I adore Lily Gladstone, as captivating a performer as has emerged anywhere in the last decade. Sometimes I re-watch Certain Women just to see if that performance happened, if that impression of stoic heartbreak is real, and yes, it DID, and yes, it IS. I am rooting for her as a Native woman working in an industry that is slightly more productive for Native women now than it was even ten years ago (things are not perfect, but there are more opportunities in mainstream cinema today), and I am excited that she is working with Martin Scorsese in Killers of the Flower Moon, which is due out later this year. I can’t wait to see how quietly devastating she is in that movie. 

 

But first, there is The Unknown Country, an independent film that just made its debut at SXSW. Indiewire has shared an exclusive clip, showing Tana (Gladstone), driving through the neon nightscape of Dallas, Texas while talk radio drones on in voiceover. She’s on a road trip that takes her from the Midwest to the Texas-Mexico border in the days after Trump won the presidency in 2016. The world has been so increasingly bonkers ever since then, it’s easy to forget how strange and disorienting late 2016 was, but The Unknown Country will revisit that time as Tana treks through the heart of “Trump country”. The film is the feature debut of Morrissa Maltz.

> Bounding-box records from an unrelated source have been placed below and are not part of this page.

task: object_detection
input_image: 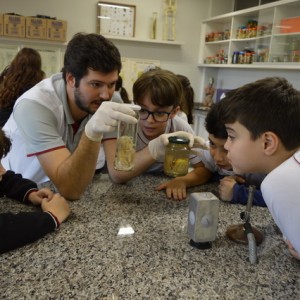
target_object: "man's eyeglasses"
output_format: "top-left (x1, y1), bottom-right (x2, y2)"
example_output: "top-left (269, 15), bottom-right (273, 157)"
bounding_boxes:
top-left (139, 108), bottom-right (172, 122)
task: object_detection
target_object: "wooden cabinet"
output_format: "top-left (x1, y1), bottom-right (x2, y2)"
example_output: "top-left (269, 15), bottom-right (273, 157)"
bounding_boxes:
top-left (198, 0), bottom-right (300, 100)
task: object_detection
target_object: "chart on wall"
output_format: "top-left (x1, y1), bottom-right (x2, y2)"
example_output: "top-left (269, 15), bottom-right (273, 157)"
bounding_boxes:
top-left (120, 57), bottom-right (160, 100)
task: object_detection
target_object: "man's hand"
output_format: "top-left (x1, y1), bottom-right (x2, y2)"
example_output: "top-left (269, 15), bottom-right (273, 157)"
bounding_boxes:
top-left (85, 101), bottom-right (137, 142)
top-left (148, 131), bottom-right (207, 161)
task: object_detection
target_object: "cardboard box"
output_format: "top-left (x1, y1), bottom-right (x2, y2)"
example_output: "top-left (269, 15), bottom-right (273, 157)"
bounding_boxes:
top-left (3, 14), bottom-right (26, 38)
top-left (26, 17), bottom-right (47, 40)
top-left (47, 19), bottom-right (67, 42)
top-left (0, 14), bottom-right (3, 35)
top-left (280, 17), bottom-right (300, 33)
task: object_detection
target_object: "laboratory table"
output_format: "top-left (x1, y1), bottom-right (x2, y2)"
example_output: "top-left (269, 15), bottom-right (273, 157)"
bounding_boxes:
top-left (0, 173), bottom-right (300, 300)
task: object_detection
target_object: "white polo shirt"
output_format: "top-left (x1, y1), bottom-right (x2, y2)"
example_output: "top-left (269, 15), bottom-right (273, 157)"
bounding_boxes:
top-left (1, 73), bottom-right (105, 183)
top-left (261, 151), bottom-right (300, 254)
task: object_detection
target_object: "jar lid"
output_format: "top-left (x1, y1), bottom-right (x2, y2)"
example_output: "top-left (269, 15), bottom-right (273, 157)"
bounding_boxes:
top-left (169, 136), bottom-right (190, 144)
top-left (122, 103), bottom-right (141, 111)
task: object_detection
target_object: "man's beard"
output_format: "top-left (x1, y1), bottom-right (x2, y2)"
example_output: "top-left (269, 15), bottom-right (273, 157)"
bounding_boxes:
top-left (74, 88), bottom-right (94, 114)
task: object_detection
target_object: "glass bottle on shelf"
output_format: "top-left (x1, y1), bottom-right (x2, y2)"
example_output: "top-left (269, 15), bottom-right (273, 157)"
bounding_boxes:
top-left (150, 12), bottom-right (157, 40)
top-left (164, 0), bottom-right (177, 41)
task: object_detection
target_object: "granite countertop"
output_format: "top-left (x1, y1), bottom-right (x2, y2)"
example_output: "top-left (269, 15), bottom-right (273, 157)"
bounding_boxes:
top-left (0, 174), bottom-right (300, 300)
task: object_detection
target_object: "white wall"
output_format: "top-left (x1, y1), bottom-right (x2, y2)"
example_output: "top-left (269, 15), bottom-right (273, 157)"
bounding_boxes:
top-left (0, 0), bottom-right (209, 101)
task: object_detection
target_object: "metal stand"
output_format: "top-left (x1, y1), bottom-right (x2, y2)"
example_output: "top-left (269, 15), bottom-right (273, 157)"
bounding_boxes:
top-left (226, 185), bottom-right (263, 264)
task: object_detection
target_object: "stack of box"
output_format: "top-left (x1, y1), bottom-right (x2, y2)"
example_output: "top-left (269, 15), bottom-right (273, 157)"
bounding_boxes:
top-left (3, 14), bottom-right (25, 38)
top-left (47, 19), bottom-right (67, 42)
top-left (0, 13), bottom-right (67, 42)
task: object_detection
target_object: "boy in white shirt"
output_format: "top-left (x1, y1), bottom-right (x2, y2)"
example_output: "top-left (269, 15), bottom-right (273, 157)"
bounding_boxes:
top-left (216, 77), bottom-right (300, 259)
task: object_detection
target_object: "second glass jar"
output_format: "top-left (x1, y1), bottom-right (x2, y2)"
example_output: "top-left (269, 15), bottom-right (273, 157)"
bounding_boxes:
top-left (164, 136), bottom-right (191, 177)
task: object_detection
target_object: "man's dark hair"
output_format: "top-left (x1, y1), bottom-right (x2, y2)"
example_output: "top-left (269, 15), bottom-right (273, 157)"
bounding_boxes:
top-left (216, 77), bottom-right (300, 150)
top-left (62, 33), bottom-right (122, 87)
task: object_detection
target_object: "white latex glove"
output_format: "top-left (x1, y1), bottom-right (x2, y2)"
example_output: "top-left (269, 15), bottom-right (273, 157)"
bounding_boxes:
top-left (85, 101), bottom-right (137, 142)
top-left (148, 131), bottom-right (208, 161)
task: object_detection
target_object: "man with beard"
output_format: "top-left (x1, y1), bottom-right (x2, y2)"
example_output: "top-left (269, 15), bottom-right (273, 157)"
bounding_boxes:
top-left (2, 33), bottom-right (136, 200)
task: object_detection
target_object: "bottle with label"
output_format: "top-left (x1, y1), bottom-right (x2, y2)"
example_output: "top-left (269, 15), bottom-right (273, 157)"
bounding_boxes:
top-left (164, 136), bottom-right (191, 177)
top-left (114, 104), bottom-right (141, 171)
top-left (231, 51), bottom-right (239, 64)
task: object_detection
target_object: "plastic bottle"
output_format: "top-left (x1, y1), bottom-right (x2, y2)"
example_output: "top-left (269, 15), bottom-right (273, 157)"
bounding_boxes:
top-left (114, 104), bottom-right (141, 171)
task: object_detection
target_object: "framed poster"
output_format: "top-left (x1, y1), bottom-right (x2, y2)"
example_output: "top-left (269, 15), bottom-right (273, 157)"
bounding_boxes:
top-left (97, 1), bottom-right (136, 37)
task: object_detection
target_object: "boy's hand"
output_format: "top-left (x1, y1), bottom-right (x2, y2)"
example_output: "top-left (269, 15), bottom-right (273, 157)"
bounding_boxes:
top-left (41, 194), bottom-right (70, 223)
top-left (156, 177), bottom-right (186, 201)
top-left (219, 176), bottom-right (237, 201)
top-left (28, 188), bottom-right (54, 205)
top-left (148, 131), bottom-right (207, 161)
top-left (85, 101), bottom-right (137, 142)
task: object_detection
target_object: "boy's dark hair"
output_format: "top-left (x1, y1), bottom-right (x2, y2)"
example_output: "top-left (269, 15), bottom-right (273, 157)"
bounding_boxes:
top-left (0, 128), bottom-right (11, 158)
top-left (62, 33), bottom-right (122, 87)
top-left (132, 70), bottom-right (182, 108)
top-left (216, 77), bottom-right (300, 151)
top-left (205, 105), bottom-right (228, 140)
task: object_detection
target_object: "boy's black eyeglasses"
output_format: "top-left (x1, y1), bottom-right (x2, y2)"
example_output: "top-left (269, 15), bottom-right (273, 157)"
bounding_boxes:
top-left (139, 108), bottom-right (172, 122)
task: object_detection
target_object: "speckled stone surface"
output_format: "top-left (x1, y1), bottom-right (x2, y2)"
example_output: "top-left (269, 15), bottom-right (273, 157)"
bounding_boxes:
top-left (0, 174), bottom-right (300, 300)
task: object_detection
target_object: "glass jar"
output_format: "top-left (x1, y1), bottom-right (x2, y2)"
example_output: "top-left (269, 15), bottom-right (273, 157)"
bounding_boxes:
top-left (114, 104), bottom-right (141, 171)
top-left (164, 136), bottom-right (190, 177)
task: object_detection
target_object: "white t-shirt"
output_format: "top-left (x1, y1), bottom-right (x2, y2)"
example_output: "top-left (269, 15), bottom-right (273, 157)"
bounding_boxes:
top-left (1, 73), bottom-right (105, 183)
top-left (261, 151), bottom-right (300, 254)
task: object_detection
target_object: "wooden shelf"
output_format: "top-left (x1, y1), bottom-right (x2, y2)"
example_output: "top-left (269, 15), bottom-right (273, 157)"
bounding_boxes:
top-left (198, 63), bottom-right (300, 70)
top-left (105, 35), bottom-right (182, 46)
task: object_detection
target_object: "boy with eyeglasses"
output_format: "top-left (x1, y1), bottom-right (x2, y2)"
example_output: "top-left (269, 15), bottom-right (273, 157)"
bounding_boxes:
top-left (157, 98), bottom-right (266, 206)
top-left (103, 70), bottom-right (205, 183)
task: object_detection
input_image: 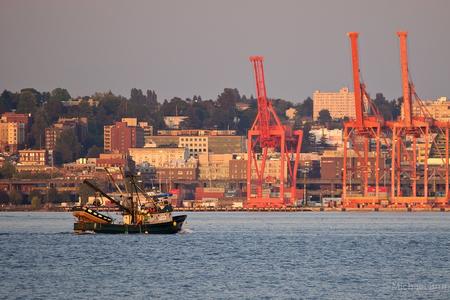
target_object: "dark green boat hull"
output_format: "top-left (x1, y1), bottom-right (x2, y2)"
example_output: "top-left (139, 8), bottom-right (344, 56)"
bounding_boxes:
top-left (73, 215), bottom-right (186, 234)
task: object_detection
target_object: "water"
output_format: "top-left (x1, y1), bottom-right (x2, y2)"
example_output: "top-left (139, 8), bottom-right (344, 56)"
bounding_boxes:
top-left (0, 212), bottom-right (450, 299)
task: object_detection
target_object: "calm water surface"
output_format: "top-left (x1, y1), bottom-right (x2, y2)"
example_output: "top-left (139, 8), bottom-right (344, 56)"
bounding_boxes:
top-left (0, 212), bottom-right (450, 299)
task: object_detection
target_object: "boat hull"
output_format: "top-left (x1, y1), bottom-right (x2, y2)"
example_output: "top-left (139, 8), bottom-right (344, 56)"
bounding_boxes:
top-left (73, 215), bottom-right (186, 234)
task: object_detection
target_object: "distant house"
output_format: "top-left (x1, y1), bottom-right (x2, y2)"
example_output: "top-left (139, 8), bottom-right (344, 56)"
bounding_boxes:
top-left (236, 102), bottom-right (250, 111)
top-left (164, 116), bottom-right (189, 129)
top-left (284, 107), bottom-right (297, 120)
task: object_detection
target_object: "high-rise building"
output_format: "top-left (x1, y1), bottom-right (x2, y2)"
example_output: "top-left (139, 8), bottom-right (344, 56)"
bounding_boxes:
top-left (45, 117), bottom-right (88, 151)
top-left (0, 122), bottom-right (25, 152)
top-left (104, 122), bottom-right (144, 154)
top-left (313, 87), bottom-right (355, 120)
top-left (146, 129), bottom-right (246, 157)
top-left (414, 97), bottom-right (450, 122)
top-left (0, 112), bottom-right (30, 152)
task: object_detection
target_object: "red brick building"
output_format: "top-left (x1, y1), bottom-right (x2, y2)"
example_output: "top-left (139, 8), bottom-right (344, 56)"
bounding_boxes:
top-left (104, 122), bottom-right (144, 153)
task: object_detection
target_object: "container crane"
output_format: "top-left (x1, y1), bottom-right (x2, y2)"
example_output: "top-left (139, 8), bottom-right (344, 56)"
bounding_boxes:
top-left (389, 32), bottom-right (449, 207)
top-left (342, 32), bottom-right (384, 207)
top-left (245, 56), bottom-right (303, 208)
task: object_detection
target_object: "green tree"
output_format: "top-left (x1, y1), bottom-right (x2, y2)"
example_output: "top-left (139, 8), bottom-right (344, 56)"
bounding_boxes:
top-left (50, 88), bottom-right (72, 102)
top-left (0, 190), bottom-right (10, 204)
top-left (46, 187), bottom-right (59, 203)
top-left (0, 90), bottom-right (17, 113)
top-left (318, 109), bottom-right (332, 125)
top-left (55, 128), bottom-right (81, 165)
top-left (58, 191), bottom-right (72, 202)
top-left (31, 196), bottom-right (42, 210)
top-left (9, 190), bottom-right (25, 205)
top-left (44, 97), bottom-right (64, 123)
top-left (78, 183), bottom-right (95, 205)
top-left (17, 91), bottom-right (37, 114)
top-left (86, 145), bottom-right (102, 158)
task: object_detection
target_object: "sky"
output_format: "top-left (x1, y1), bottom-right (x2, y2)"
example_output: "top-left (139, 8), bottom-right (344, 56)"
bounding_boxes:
top-left (0, 0), bottom-right (450, 102)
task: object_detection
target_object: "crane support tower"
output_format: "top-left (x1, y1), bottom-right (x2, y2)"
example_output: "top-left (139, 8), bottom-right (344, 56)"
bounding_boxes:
top-left (388, 32), bottom-right (449, 207)
top-left (342, 32), bottom-right (387, 208)
top-left (245, 56), bottom-right (303, 208)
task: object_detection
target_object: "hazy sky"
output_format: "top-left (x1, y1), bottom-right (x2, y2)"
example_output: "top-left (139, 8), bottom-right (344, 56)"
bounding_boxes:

What I love so much about Gladstone as a performer is her eyes. It’s all there. She doesn’t need to deliver dialogue to convey feelings and meaning, she can just gaze into empty space while smoking a cigarette and you can feel how worn out Tana is. She can stare into the darkness while driving and you can read her almost grim determination to push through to her destination. Every time I watch (or re-watch) a Lily Gladstone performance, I’m riveted by her gaze. She knows how to look. Acting is often described as listening, and it is, but cinematic acting is also about looking. Great actors know how to look through the camera. 

 

Heath Ledger is so memorable because he had that gaze that cut across the screen-audience distance and nailed you to your seat while he was on camera. (He was also GREAT at looking at love interests, which is why we remember so many of his romantic performances, even when they were in bad movies.) It’s the same reason Audrey Hepburn captivated audiences in Roman Holiday, those big eyes looked out from the screen with a palpable yearning for adventure, and the world fell at her feet. James Dean had that soulful gaze, Samuel L. Jackson’s intense stare—great actors are almost always great lookers. Lily Gladstone has a great actor’s gaze. I hope she uses it do absolutely dominate cinema in the 2020s.